想要跟着我侍奉您——但医家师门长辈崔文子告诫他,他和您的缘分在未来,所以这次他不必去。”
嬴政回忆了一下。水虫之会上,第四层观众席上确实有一个年轻人,穿着秦宫医家的制式袍服,朝他看了一眼。
那一眼不算长,但嬴政记住了。
“我好像知道你说的是谁了。”嬴政点了点头,“那么这次你借夏无且的名字随侍我左右,其他人就停在门外是何道理?”
韩沥的声音放慢了一些。
“如果他要是和罗网有关联,就最好知道一件事情——我依旧是吕相的客人。

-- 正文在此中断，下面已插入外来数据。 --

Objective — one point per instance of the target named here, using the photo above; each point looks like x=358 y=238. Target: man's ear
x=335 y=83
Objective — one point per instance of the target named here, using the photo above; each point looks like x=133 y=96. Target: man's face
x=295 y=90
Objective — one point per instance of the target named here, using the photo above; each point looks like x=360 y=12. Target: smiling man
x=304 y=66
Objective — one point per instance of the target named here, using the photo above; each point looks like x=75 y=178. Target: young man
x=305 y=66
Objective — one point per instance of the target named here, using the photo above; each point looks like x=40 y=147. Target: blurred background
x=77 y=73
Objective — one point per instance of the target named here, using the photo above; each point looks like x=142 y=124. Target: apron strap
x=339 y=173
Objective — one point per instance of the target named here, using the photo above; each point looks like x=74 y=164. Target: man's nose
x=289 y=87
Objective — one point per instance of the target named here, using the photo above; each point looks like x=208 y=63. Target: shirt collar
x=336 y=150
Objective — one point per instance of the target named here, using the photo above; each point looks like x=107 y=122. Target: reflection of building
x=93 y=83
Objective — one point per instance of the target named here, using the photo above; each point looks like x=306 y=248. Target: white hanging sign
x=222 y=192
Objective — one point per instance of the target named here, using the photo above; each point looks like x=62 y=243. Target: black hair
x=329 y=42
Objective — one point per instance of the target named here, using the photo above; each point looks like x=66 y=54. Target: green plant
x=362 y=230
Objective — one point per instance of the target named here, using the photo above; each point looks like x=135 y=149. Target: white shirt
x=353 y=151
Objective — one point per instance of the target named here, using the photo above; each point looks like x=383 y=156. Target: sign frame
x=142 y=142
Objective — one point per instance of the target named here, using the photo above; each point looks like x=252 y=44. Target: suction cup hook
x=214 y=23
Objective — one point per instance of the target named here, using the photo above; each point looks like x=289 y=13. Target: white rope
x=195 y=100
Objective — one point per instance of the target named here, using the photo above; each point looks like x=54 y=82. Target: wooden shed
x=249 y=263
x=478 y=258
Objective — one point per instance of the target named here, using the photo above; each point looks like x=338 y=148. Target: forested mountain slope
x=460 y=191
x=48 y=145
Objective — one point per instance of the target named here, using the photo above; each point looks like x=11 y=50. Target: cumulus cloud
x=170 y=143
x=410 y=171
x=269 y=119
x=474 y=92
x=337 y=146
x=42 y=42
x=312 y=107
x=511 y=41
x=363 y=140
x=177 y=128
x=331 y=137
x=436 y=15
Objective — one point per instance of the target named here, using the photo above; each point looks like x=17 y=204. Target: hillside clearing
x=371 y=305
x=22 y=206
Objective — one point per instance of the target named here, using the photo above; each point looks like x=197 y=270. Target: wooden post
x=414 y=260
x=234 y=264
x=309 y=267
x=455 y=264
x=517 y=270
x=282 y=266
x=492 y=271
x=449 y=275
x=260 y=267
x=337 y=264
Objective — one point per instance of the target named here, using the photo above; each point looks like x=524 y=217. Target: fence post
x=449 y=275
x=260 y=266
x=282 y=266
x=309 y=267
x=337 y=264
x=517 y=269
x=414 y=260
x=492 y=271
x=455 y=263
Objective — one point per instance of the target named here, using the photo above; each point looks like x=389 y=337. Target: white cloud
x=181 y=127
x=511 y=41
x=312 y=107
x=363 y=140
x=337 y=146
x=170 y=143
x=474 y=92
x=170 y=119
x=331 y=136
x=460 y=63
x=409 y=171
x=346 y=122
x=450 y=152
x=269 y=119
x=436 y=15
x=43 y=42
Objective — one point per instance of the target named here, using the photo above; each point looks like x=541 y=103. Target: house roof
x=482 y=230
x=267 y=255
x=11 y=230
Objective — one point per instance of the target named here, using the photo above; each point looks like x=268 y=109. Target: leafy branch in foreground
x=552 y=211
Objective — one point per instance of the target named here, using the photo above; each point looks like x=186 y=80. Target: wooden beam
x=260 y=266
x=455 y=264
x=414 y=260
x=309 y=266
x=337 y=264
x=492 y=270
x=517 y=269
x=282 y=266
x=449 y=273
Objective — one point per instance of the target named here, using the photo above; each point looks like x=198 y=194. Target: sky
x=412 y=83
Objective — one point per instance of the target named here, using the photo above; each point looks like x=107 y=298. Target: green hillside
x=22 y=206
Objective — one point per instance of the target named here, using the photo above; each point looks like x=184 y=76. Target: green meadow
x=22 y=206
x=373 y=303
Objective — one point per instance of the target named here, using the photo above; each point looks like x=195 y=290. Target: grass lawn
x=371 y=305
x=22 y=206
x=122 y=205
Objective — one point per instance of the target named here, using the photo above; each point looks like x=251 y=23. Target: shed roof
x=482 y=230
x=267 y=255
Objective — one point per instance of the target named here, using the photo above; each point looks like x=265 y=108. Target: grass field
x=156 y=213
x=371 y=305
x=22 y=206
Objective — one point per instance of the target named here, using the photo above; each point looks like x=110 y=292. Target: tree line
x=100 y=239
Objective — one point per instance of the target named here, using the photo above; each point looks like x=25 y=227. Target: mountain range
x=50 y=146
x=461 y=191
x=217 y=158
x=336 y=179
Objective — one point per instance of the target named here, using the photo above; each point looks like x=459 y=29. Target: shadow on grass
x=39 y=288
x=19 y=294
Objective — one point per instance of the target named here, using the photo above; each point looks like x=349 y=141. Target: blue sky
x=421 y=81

”韩沥对此有种隐匿的自信,“所以“我”把人送到了武燧是我的责任,但“我”要猜到了王齮的倾向,那作为敌人的他是希望多一个敌人呢?还是少一个敌人呢?”
盖聂的声音忽然插进来,不高不低,却像一把没出鞘的剑。
“可如果他要你的马车进入军营并参与他的阴谋诡计,或者接受管控直到他的手段完成呢?”
韩沥摊开手。
“问题也不大。接受管控的话,我就假意屈服,伺机偷偷在营中溜达。”韩沥对此不是没办法,“如果他要我参与,我的替身就一句话回应:这点事都还要我这个外人来办,你这个王齮也别在军中混了,去家里每天拉三泡屎吧。”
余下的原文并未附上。